Through 1942-1945, during the years of the United States' involvement in World War II, much of Walker-Turner's production capacity was focused on the war effort. Catalogs and other documentation from this period may be scarce. Due to paper shortages, some model years may not have had catalogs printed at all and other years likely saw limited print runs. During this time frame, Walker-Turner's first 20" drill press, the D-1100 is introduced.
- In 1948, Walker-Turner was sold to Milwaukee machine tool maker Kearney and Trecker and the company becomes "Walker-Turner Division of Kearney & Trecker". Production continued still at the existing facility at Plainfield. Under a new name, all new machines are re-badged from saying "Walker-Turner company Inc." to "Walker-Turner Division of Kearney & Trecker Corporation".
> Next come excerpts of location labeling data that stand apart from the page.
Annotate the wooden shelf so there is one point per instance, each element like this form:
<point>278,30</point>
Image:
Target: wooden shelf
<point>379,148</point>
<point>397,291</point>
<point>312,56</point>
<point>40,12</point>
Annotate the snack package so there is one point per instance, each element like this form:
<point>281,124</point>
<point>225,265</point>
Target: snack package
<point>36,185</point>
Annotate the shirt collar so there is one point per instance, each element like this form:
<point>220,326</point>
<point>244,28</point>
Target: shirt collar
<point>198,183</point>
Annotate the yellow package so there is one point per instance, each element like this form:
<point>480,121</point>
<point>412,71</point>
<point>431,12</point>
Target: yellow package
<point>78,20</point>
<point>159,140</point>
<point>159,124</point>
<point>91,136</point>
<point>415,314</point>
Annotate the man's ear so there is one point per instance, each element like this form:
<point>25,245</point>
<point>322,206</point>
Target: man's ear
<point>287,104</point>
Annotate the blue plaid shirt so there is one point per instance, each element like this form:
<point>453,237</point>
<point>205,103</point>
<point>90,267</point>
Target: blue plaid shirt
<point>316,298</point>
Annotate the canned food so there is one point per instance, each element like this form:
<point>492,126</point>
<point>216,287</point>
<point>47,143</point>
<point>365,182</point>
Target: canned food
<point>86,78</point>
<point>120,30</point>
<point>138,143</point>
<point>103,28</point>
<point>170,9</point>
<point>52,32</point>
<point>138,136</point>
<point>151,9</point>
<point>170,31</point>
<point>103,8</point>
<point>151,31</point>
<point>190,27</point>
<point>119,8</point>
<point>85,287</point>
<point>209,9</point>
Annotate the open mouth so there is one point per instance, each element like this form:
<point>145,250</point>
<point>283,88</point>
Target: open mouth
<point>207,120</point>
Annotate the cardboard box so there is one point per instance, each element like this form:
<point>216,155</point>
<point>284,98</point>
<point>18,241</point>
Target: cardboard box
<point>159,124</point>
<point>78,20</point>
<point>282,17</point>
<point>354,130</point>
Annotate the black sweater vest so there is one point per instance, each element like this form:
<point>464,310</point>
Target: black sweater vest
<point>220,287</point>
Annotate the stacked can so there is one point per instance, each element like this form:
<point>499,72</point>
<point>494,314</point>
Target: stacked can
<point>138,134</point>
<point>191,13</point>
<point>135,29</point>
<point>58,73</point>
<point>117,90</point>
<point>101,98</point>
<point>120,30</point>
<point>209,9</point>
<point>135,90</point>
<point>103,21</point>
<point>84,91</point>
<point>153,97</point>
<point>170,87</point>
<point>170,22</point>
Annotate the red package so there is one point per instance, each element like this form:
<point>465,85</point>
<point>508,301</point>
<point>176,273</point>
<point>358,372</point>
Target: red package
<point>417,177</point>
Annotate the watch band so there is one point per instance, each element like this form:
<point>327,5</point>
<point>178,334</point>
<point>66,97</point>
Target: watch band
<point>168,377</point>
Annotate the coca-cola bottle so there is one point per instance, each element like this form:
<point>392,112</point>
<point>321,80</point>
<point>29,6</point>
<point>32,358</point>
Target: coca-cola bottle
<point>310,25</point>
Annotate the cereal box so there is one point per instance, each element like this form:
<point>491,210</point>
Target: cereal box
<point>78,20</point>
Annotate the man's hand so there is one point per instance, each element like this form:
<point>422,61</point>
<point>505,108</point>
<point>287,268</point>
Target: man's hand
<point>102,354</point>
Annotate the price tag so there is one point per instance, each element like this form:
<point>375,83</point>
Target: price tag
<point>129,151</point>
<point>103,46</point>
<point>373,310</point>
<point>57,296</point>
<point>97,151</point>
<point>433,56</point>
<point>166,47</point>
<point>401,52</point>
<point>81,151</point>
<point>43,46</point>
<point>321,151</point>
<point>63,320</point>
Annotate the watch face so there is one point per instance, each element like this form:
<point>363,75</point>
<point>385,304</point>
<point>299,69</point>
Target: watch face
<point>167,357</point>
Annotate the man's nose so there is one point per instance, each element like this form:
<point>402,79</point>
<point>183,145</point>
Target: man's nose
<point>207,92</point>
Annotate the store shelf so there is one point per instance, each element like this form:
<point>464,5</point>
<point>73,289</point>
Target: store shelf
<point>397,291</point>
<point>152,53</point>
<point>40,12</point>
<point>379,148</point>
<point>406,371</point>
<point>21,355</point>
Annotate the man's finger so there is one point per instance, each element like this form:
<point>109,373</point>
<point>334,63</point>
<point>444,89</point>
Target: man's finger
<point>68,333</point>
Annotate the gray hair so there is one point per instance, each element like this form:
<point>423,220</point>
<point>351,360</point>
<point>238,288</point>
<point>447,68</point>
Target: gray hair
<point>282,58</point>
- Starting in April 1950 new serial numbers are brought into use. These new serials are formatted YYMSQD where YY is the year of manufacture, M is the type of machine, S is the specific model of machine, Q is the quarter of the year of manufacture, and D notes deviation from the standard model.
- In 1952 a new plant is constructed at 900 South Avenue in Plainfield.
- In 1956 Kearney & Trecker sells Walker-Turner to Rockwell Manufacturing Co.
- In 1957 Rockwell ceases production in Plainfield and closes all former Walker-Turner facilities. Production of Walker-Turner badged machines moves to Bellefontaine, Ohio and Tupelo, Mississippi.